Welcome to the Interactive Oceans Data Portal

February 18, 2020

The interactive map interface provides a landing page that shows all OOI Regional Cabled Array assets at a glance with intuitive navigation tools.

The Interactive Oceans Data Portal is an interface designed to provide scientists, educators, and students easy access to Ocean Observatories Initiative (OOI) data produced by the Regional Cabled Array (RCA). The goals of this cloud-based portal are to: 1) increase active use of RCA data by scientists and to support educators and public exploration of data in the future; 2) provide additional data search capabilities and visualization tools for all users to easily discover and explore RCA data sets suitable for addressing specific science hypotheses; 3) provide users with an intuitive, well-integrated, and easily accessible data download mechanism; and 4) facilitate scientific research output, accelerate frequency of scientific discoveries, and engage a broader user base for OOI data.

The plotting interface is an easy to use application that allows new users to quickly explore OOI Regional Cabled Array data in different ways, including multiple-parameter time series (left) and depth profile plots compared with shipboard discrete samples (right).

The entry point for the Data Portal is a user-friendly highly interactive map with high-resolution bathymetry that also highlights the RCA infrastructure. Icons on the map indicate specific cabled assets and are linked to instrument descriptions with operational status and images or video georeferenced to those sites. Data product details and data availability timelines are also included. A sidebar menu provides advanced search capabilities and data visualization tools to quickly create plots of various types for cabled streaming data. Demonstrations in progress include a prototype real-time plotting functionality and echogram generation from the seafloor bioacoustic sonar installations.

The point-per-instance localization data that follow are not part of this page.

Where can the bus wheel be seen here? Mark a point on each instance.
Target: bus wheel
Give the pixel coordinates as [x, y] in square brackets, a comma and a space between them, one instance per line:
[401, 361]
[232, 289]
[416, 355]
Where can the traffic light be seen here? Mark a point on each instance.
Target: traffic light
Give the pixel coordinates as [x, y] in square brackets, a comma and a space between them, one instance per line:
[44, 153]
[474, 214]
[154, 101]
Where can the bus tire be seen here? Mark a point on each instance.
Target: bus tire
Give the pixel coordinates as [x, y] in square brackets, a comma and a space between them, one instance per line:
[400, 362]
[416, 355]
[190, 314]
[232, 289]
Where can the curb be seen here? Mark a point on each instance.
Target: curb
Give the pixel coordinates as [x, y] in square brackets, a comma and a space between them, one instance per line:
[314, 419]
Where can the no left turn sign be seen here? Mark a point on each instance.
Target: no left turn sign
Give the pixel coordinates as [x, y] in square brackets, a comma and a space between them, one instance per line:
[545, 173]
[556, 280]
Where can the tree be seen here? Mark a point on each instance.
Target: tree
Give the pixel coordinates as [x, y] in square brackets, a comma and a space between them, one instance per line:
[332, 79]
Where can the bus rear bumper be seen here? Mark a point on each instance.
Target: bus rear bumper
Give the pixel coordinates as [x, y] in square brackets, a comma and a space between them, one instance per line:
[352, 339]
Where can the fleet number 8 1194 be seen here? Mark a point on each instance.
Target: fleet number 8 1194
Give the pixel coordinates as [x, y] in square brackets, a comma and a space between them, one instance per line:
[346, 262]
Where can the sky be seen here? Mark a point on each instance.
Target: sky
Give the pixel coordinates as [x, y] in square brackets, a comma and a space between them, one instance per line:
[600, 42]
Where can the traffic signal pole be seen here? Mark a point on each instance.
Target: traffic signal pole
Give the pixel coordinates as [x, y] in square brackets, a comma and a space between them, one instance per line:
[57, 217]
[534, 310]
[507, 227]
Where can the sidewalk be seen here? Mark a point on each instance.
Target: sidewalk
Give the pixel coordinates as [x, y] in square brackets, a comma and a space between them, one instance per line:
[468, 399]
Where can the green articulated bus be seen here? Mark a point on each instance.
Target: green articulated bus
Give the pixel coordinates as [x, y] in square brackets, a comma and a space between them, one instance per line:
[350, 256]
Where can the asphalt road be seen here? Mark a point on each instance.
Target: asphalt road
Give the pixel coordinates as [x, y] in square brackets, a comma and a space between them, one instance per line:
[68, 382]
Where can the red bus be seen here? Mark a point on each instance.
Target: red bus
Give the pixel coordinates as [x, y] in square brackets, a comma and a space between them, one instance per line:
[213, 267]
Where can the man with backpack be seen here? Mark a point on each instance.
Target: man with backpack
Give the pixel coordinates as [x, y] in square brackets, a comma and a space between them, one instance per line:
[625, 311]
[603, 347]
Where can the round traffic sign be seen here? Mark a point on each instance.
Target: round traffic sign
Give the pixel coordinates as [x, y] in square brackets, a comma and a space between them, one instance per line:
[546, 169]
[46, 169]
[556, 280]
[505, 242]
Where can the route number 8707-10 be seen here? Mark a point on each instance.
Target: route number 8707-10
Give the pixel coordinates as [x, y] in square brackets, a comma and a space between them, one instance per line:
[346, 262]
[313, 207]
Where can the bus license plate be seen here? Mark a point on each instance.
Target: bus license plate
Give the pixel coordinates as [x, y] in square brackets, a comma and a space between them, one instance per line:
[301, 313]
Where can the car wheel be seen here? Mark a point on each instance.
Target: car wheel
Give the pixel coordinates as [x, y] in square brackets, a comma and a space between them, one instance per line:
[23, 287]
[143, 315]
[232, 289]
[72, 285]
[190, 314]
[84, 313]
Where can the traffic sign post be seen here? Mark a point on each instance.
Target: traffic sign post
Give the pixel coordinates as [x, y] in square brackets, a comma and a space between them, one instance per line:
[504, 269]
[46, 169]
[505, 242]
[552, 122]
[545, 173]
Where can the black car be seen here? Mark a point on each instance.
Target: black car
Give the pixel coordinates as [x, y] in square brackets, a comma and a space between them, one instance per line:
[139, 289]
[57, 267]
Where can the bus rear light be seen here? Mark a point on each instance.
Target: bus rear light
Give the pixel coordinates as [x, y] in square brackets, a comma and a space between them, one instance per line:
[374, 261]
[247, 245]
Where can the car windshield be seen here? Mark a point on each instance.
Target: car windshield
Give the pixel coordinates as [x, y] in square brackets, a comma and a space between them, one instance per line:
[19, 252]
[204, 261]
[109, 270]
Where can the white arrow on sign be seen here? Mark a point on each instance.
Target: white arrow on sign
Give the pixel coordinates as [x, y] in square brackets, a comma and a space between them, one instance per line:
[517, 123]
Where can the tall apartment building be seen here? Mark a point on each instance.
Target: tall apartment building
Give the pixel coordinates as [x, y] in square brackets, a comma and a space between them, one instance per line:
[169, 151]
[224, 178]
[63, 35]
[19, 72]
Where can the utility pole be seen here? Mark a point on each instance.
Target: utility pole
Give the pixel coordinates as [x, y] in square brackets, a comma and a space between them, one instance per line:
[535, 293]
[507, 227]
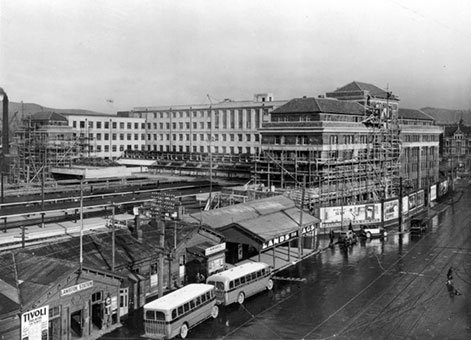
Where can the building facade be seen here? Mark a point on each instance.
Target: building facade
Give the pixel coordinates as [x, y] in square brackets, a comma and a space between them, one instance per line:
[353, 146]
[108, 136]
[456, 152]
[227, 127]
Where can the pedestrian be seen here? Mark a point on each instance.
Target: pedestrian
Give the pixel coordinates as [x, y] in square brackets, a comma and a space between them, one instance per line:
[331, 236]
[449, 275]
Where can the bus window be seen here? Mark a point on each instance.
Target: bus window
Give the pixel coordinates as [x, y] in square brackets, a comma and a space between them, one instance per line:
[160, 316]
[150, 315]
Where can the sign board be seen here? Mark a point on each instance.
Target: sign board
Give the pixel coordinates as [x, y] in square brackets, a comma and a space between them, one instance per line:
[433, 192]
[215, 249]
[286, 237]
[356, 214]
[391, 210]
[76, 288]
[35, 323]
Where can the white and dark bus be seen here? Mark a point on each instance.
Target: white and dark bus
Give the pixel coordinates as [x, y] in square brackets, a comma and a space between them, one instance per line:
[240, 282]
[176, 313]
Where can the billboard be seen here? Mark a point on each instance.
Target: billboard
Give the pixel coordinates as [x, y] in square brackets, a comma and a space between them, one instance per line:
[391, 210]
[433, 192]
[356, 214]
[34, 324]
[405, 204]
[412, 201]
[420, 198]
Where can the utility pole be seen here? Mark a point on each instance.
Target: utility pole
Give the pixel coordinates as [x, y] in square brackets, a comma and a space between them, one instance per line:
[113, 236]
[300, 247]
[160, 269]
[400, 205]
[81, 224]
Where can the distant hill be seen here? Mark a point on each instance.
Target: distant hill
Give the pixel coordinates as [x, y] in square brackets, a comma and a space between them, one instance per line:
[18, 111]
[447, 116]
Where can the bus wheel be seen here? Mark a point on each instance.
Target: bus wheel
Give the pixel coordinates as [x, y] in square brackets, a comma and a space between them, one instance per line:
[214, 312]
[184, 331]
[241, 298]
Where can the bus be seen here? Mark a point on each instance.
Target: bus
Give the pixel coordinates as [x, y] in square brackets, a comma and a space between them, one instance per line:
[240, 282]
[177, 312]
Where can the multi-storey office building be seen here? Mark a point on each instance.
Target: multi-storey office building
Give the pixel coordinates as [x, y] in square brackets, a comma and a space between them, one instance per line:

Initially, the interface provided descriptions and data from a diverse suite of instruments hosted on the cabled Shallow Profiler moorings (including CTD, oxygen, pCO2, pH, nitrate, fluorometer, and PAR sensors). More recently, the underlying database has been expanded to include entries for multiple seafloor nodes and instrumentation, and the interface will soon include pathways to access data from all cabled instrumentation. The Data Portal provides Python-based libraries and an API (Yodapy) to allow users to more readily access and download OOI data using the OOI machine-to-machine (M2M) interface, i.e. with simpler syntax and request construction.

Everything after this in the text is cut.